Technical Abstract: Background and Aims: Anaerobic Soil Disinfestation (ASD) is a chemical-independent approach to manage soilborne phytopathogens. While it has been demonstrated that ASD can suppress phytopathogens in vegetable cropping systems, it has not been examined for control of tree-crop diseases. We examined the potential of ASD to manage soilborne populations of Agrobacterium tumefaciens and Pythium ultimum under walnut rootstock nursery conditions and compared the efficacy of ASD with the chemical fumigant Telone-C35. Methods: Mesh bags of sterile field soil inoculated with either A. tumefaciens or P. ultimum were buried in the first of two trials at 7.6 and 15.2 cm soil depths and in the second trial at 15.2, 45.7, and 76.2 cm soil depths prior to ASD or fumigation treatments. Bacterial rRNA was extracted from soils at these depths prior, immediately following ASD, and 4 months post-ASD to determine the effect of ASD on the bacterial community composition.

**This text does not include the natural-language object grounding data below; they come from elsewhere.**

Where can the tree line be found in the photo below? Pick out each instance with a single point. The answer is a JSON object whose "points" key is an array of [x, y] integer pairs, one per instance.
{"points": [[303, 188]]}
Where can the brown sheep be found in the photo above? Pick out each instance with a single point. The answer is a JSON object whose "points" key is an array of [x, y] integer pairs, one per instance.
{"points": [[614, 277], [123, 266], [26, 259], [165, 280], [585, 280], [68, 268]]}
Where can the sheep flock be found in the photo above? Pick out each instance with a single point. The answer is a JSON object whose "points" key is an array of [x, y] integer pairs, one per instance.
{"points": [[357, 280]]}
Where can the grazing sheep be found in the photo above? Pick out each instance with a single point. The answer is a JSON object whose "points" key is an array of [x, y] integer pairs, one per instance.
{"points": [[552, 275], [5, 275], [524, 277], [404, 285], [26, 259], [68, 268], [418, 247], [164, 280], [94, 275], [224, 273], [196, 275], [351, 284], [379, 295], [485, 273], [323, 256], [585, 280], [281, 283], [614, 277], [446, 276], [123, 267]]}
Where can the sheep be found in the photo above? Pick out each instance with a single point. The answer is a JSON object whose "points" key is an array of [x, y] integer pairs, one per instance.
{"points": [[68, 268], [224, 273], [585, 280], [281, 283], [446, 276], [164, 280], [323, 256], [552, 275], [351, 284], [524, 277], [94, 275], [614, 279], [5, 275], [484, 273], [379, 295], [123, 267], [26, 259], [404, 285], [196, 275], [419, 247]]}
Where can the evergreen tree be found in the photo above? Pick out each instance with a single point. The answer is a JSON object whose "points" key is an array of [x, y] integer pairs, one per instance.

Results and Conclusions: After one week of ASD, populations of both phytopathogens fell below detection limits at 7.6 and 15.2 cm soil depths. After completion of the six-week ASD treatment or 4-week fumigation period, populations of A. tumefaciens remained below detection limits at 7.6 and 15.2 cm depths and were not significantly different A. tumefaciens populations in the fumigation treatment. Agrobacterium tumefaciens populations also were significantly reduced, compared to no-treatment control soils, in both ASD and fumigation treatments at the 45.7 and 76.2 cm depths. Pythium ultimum populations dipped below detection limits after ASD treatment at 7.6 and 15.2 cm soil depths, and were significantly lower than no-treatment controls at the 45.7 cm depth. The bacterial community composition of ASD-treated soils also was significantly different as a function of soil depth, and the effect of ASD on the bacterial community composition persisted with time. The documented ASD-induced changes in the soilborne bacterial communities may have contributed to the population reductions observed for both A. tuemfaciens and P. ultimum.